Opinion
May 26, 1992
Appeal from the Supreme Court, Nassau County (Burke, J.).
Ordered that the judgment is reversed, on the facts and as an exercise of discretion, with costs, and a new trial is granted with respect to the issue of damages only, unless within 20 days after service upon the defendants of a copy of this decision and order, with notice of entry, the defendants shall serve and file with the office of the clerk of the Supreme Court, Nassau County, a written stipulation consenting to increase the verdict as to the damages in the plaintiff's favor from $20,000 to $100,000 and to the entry of an amended judgment accordingly; in event the defendants so stipulate, then the judgment, as so increased and amended, is affirmed, without costs or disbursements.
On May 31, 1985, the plaintiff was involved in an automobile accident caused by the defendants' negligence, as the result of which he struck his head on the steering wheel of his vehicle. Among other injuries, the plaintiff subsequently developed a "dark spot" or scotoma in the center of the field of vision of his left eye. As part of the special verdict, the jury concluded that the injury to the plaintiff's eye was proximately caused by the automobile accident, and awarded the plaintiff $20,000 for past pain and suffering. The jury awarded the plaintiff nothing for future damages despite the fact that both the plaintiff's and defendants' experts testified that the condition of the plaintiff's eye was permanent.
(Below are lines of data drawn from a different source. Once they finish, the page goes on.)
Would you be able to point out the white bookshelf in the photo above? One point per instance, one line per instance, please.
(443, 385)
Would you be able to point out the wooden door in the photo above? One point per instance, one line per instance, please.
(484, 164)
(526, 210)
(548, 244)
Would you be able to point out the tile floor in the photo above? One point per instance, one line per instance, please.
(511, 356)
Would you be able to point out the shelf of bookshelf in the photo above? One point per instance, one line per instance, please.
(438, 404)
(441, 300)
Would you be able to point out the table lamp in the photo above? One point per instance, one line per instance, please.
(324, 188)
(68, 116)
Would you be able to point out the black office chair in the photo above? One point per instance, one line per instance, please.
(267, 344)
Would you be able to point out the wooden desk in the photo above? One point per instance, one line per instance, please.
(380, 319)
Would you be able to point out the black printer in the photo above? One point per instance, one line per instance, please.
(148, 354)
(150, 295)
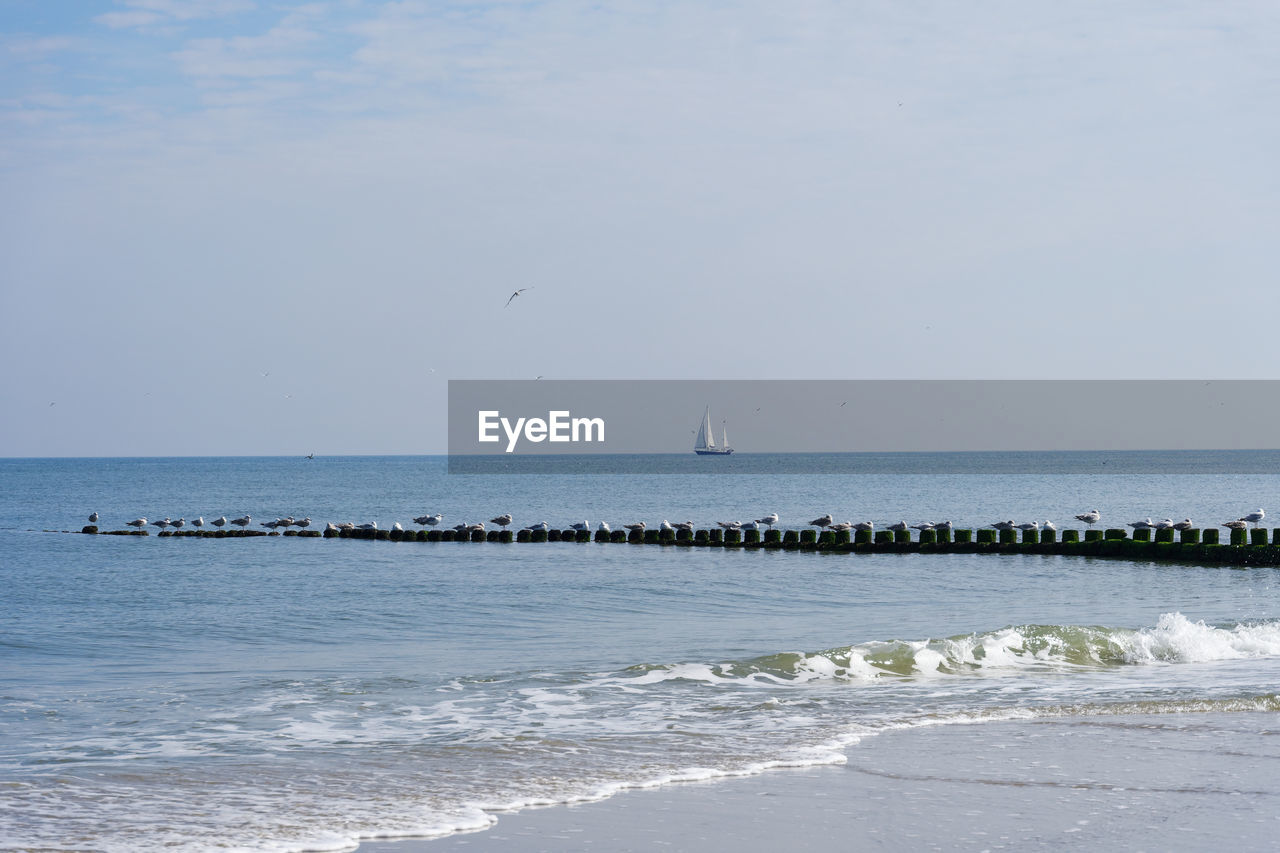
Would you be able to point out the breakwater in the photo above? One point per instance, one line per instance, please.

Under the circumstances, we find that the verdict "deviates materially from what would be reasonable compensation" (CPLR 5501 [c]). The plaintiff experiences headaches whenever he engages in activities such as reading or watching television for more than a brief period of time, and was required to discontinue his involvement in karate, his primary recreational activity, as a result of the injury. Therefore, a new trial on the issue of damages should be had unless the defendants are willing to stipulate to increase the verdict from $20,000 to $100,000.
We have examined the plaintiff's remaining contention and find it to be without merit. Mangano, P.J., Sullivan, Harwood and Pizzuto, JJ., concur.